A question that comes up time and time again from students I meet on campus is 'how do I get through the assessment centre?' Some might say it's worrying that these students, who are studying at some of the UK's top-rated universities, aren't confident about their prospects: they're bright, have great academics, and in some cases, brilliant work experience to offer a potential employer as well. Isn't that enough? When it comes to assessment centres, unfortunately not. Just because you've got great exam results, it doesn't mean you will walk it when it comes to an assessment centre.
The crucial thing to understand about assessment centres is that they're skills-based. What that means is that an employer is looking for you to demonstrate certain competencies or skills, for example commercial awareness, problem solving, task management and so forth. Employers make no secret about this: you will probably be told the competencies they will be looking for on the day, and in some cases employers will actually put these to their website. Many students know this, but it's surprising how many don't actually demonstrate these skills. Take leadership, for example. You may be confident that you possess good leadership skills, however you need to make sure you give evidence of this. As Matthew Parker, Graduate Recruitment Officer at KPMG advises: "For the group exercise offering to be the timekeeper is often perceived as positive demonstration of leadership however graduates need to do more than 'tick the box' and actually keep track of the time. I've assessed candidates who offer to keep track but when asked by others 'how long have we got left' have not kept an eye on the time and get it completely wrong!"
According to David Shute, Graduate Recruitment Officer at KPMG, it's not always about what you do, but about what you don't do: "Failing to take ownership of any part of the discussion, or not providing direction to the group is an indication that a student lacks leadership skills." The same rule applies for the E-tray exercise (a task management exercise). You will be given some data that you'll need to use to get to the correct answer. As Matthew says: "If you're applying to an accountancy firm you don't need to be a maths genius but it is important that you can demonstrate an ability to work with numerical data. As an assessor I often see candidates that merely regurgitate figures from the numerical information they've been given and do not work with the figures. Even basic calculations e.g. 6% of £100k are not followed though." Remember you can only be marked based on the evidence you give in an exercise. So in that short time you must prove to an employer that you've got the skills they're looking for.
The KPMG assessment centre includes a final interview and presentation with a partner. As David warns: "Candidates not preparing a presentation beforehand is one of the biggest mistakes I've seen. All candidates receive the same e-mail with details of the presentation, what they need to prepare etc. It can be quite embarrassing if they turn up on the day without one prepared, and potentially then have to improvise in front of the partner." The presentation is the main part of the assessment centre where you do have the opportunity to prepare beforehand, so there's really no excuse not to follow the instructions! Bill Holland, a partner at KPMG regularly interviews candidates and his advice is: "Don't be over nervous.
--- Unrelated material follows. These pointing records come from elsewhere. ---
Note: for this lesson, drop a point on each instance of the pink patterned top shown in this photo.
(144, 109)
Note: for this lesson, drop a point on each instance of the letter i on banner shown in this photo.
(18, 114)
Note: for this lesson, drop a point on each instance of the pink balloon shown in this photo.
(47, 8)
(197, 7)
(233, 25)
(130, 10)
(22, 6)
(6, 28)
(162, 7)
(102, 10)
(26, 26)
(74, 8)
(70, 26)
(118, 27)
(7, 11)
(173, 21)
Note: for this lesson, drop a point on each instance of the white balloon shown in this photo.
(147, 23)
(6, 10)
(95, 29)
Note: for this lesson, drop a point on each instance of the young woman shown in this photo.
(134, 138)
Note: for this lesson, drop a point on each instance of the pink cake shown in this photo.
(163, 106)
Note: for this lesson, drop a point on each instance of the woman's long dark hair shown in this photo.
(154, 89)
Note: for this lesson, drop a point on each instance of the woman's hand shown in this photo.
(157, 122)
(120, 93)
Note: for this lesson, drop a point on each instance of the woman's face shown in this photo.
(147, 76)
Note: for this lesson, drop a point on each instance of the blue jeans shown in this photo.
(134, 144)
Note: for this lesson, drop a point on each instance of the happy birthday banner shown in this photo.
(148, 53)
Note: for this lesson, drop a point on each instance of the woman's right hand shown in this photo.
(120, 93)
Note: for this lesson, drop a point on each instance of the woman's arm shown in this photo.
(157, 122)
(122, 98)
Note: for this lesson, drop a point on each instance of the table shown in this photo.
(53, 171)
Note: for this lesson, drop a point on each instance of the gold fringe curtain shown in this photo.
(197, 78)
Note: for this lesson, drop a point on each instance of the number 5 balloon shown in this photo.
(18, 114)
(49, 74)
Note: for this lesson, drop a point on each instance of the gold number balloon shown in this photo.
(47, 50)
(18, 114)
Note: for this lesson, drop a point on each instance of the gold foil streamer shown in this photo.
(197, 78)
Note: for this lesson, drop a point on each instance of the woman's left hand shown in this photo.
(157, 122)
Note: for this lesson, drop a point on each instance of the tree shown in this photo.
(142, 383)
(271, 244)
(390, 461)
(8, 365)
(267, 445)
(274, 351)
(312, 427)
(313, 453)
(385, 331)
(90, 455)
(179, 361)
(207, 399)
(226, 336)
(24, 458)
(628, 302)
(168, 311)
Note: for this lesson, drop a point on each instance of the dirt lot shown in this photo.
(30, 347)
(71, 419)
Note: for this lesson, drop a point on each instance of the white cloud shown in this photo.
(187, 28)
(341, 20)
The interview is not supposed to be a frightening experience and if you've got this far you have already demonstrated you can handle an interview situation."
So what else can you do to improve your chances? Most assessment centres, particularly those with large employers, are likely to take up a day and some may even include an overnight stay. The benefit of this is that you will have time during the evening or even a short coffee break to take some time out and look back over what you've done so far, thinking about the skills that you think you've demonstrated really well and also those that you haven't had a chance to show yet. Make sure you focus on the ones that you've not demonstrated in the afternoon or next day's proceedings. And if an exercise doesn't go to plan? Don't panic. Assessment centres are designed to test different skills, and employers fully expect that you might be stronger at some than others. As Bill points out: "Don't worry about how you might have performed in the rest of the assessment centre. We won't know so it will have no bearing on how we assess you at interview." Some 'core' skills may carry more weight in the assessment process than others, and if you've scored well in other areas the employer might well see it as an area for development and may still make you an offer. Above all, if you've got to the final stage of the process you've already demonstrated the skills an employer is looking for so you should be feeling enthusiastic and confident about the final stage. It's your time to shine!